Comparative Example 6
A ceiling material was produced in the same manner as in Example 1 except that the film was changed to a polycarbonate film. Table 4 shows the maximum bending load, bending elastic gradient and adhesive strength, the weight of the adhesive part, and the appearance of the ceiling material.

  The mechanical properties and heat insulating properties of the ceiling materials of Examples 1 to 7 show almost the same performance as Comparative Example 1 laminated with low-density polyethylene, the adhesive strength is higher than 10 N / 25 cm, and the weight as a ceiling material is reduced. And the adhesion performance was excellent. In addition, when peeled, interfacial peeling between the copolymerized polyester film and the urethane foam facilitates separation into a polyester component and a urethane component, and is extremely excellent in recyclability.

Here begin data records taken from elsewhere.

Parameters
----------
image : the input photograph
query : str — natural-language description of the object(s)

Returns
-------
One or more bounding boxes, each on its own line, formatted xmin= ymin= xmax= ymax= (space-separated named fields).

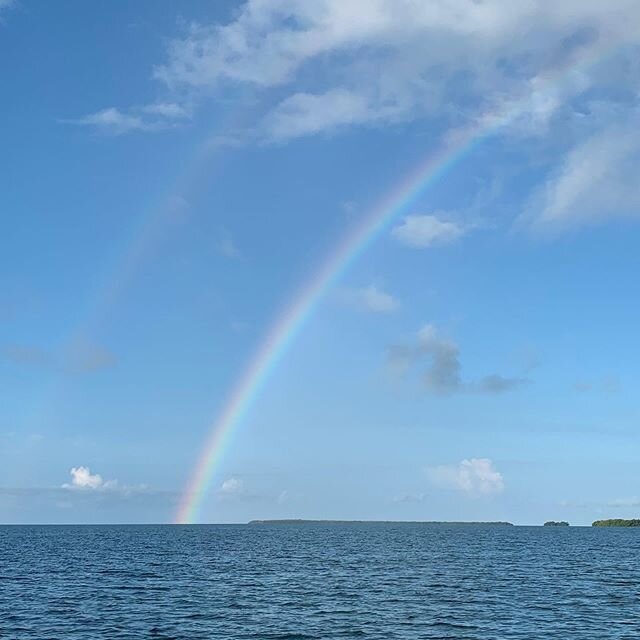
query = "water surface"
xmin=0 ymin=524 xmax=640 ymax=640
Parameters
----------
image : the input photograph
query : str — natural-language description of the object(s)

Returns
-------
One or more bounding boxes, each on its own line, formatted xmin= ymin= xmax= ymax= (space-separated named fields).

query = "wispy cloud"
xmin=387 ymin=324 xmax=525 ymax=394
xmin=62 ymin=466 xmax=118 ymax=491
xmin=339 ymin=284 xmax=400 ymax=313
xmin=426 ymin=458 xmax=505 ymax=494
xmin=216 ymin=229 xmax=240 ymax=258
xmin=518 ymin=119 xmax=640 ymax=233
xmin=154 ymin=0 xmax=640 ymax=140
xmin=61 ymin=102 xmax=190 ymax=136
xmin=391 ymin=214 xmax=470 ymax=249
xmin=0 ymin=340 xmax=116 ymax=374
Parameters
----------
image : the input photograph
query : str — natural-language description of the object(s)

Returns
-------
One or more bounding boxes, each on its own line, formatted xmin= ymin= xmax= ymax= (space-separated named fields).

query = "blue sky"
xmin=0 ymin=0 xmax=640 ymax=524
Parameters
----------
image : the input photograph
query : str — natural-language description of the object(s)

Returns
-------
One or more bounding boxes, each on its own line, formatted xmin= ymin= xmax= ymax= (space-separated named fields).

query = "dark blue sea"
xmin=0 ymin=524 xmax=640 ymax=640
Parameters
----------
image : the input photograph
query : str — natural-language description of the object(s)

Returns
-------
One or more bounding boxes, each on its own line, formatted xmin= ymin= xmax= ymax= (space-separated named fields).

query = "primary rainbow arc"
xmin=175 ymin=36 xmax=632 ymax=524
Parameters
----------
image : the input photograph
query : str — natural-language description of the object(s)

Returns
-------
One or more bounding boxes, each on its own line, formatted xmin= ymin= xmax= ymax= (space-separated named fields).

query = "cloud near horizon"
xmin=62 ymin=466 xmax=118 ymax=490
xmin=426 ymin=458 xmax=505 ymax=495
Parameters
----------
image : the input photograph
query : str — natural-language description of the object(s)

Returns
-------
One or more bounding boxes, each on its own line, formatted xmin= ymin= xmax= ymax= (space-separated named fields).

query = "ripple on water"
xmin=0 ymin=524 xmax=640 ymax=640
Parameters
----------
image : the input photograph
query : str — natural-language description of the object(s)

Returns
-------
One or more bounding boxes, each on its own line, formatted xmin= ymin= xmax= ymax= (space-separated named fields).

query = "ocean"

  In Comparative Examples 1 and 2, since the material is polyethylene, the adhesive strength is low. In Comparative Example 1, when the coating thickness is 400 μm in order to obtain sufficient strength, the weight of the adhesive is 360 g / m 2 and the ceiling is high. The material became heavy. In Comparative Example 2, when the coating thickness was 50 μm, the adhesive strength was insufficient.

  In Comparative Example 3, since the melting point of the copolyester resin was high, the bonding temperature was high, and the urethane foam and the polyester nonwoven fabric contracted, resulting in a dirty appearance.

  In Comparative Example 4, since the copolyester film was thin, the adhesive strength was insufficient.

  In Comparative Example 5, the weight of the ceiling material became heavy because the thickness of the copolyester film was large.

In Comparative Example 6, the adhesive strength was insufficient because the adhesive was 50 μm polycarbonate.

Claims (4)

A method of laminating a ceiling material in which a skin material is laminated on one or both sides of a core material, wherein the core material is a plate material made of polymer resin foam, and a copolymer polyester film adhesive material is sandwiched between the core material and the skin material A method for laminating a ceiling material, characterized by thermocompression bonding. The method for laminating a ceiling material according to claim 1, wherein the core material is urethane foam. The copolyester film adhesive material is made of a copolyester resin having a number average molecular weight of 10,000 or more, a melting point of 70 ° C. to 150 ° C., an inorganic compound content of 5% by mass or less, and a thickness of 25 to 200 μm. The method for laminating a ceiling material according to claim 1 or 2. The ceiling material manufactured with the lamination | stacking method of the ceiling material of Claims 1-3.